En tant qu’organisme vivant pris dans le conflit avec la nature inorganique, « la 18
maladie originaire et le germe inné de mort » [71] représentent l’inadéquation de l’animal
à l’universel. La maladie qui affecte son unité, même s’il la surmonte, signe cette
inadéquation qui ne porte pas seulement atteinte à sa singularité, mais manifeste la
condition à laquelle, en tant qu’organisme vivant, l’animal est soumis. L’existence de
l’animal est en soi une existence finie. Il convient d’insister sur cette dimension, dont on
ne saurait parler aussi nettement s’agissant de la plante. La mesure du temps est
donnée à l’animal dans la finitude de son existence — quand bien même il n’en a pas
le concept. L’inquiétude qui est liée à cette finitude fondamentale n’est pas
nécessairement le produit du se-savoir-fini, et il convient de laisser une place à un
sentiment de la finitude qui n’en passe pas par la représentation abstraite de la mort.
« Être en vie, écrit Hannah Arendt, signifie occuper un monde qui précédait votre
arrivée et survivra à votre départ.

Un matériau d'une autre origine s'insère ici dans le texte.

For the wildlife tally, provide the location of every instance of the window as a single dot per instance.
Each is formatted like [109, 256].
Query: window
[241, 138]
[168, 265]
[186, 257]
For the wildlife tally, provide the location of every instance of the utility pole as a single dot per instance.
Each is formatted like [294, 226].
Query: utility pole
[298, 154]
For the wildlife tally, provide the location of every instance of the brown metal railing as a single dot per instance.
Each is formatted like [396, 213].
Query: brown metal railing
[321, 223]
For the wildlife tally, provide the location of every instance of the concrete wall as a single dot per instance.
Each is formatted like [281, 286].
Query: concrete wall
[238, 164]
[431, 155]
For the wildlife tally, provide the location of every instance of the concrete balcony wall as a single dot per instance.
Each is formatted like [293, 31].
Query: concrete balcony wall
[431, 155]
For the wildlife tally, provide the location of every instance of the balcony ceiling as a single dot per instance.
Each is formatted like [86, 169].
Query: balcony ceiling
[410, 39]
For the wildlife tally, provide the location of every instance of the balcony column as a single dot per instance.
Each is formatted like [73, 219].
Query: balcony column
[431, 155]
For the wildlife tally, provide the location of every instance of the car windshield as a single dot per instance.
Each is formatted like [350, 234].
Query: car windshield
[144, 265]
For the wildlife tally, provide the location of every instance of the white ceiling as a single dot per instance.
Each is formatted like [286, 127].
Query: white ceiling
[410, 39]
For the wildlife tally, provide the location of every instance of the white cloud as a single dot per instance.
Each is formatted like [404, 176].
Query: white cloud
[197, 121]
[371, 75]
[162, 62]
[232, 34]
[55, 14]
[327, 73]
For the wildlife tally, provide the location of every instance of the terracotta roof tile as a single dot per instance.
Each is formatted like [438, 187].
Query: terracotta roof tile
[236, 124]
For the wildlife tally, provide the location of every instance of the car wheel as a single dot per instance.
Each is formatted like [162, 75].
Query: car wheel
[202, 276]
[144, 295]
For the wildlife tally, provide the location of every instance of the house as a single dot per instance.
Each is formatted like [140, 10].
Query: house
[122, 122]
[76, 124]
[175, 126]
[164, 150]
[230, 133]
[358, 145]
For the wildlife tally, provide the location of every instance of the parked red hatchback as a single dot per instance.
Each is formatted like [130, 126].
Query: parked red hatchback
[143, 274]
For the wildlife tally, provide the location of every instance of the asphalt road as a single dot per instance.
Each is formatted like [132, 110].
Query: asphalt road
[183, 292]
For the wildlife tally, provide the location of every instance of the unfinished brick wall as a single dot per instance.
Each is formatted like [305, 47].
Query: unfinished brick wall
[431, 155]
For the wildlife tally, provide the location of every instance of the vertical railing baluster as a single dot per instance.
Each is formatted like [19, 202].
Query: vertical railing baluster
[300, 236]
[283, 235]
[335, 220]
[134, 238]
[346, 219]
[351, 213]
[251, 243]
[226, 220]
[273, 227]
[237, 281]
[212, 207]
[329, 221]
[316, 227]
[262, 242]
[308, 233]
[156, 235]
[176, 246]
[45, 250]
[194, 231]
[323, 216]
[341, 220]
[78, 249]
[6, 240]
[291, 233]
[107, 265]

Sur le plan de la vie pure et simple, apparition et
disparition, dans leur succession, constituent les événements primordiaux qui
délimitent le temps, l’intervalle entre la vie et la mort. Le nombre limité d’années
imparti à tout être vivant détermine non seulement la durée de sa vie, mais aussi sa
façon de vivre le temps ; il fournit le prototype caché de toute mesure du temps » [72].
En termes hégéliens, la mort de l’animal provient de la contradiction où il se trouve
d’être, en tant que genre, l’universel, et d’exister cependant comme être singulier.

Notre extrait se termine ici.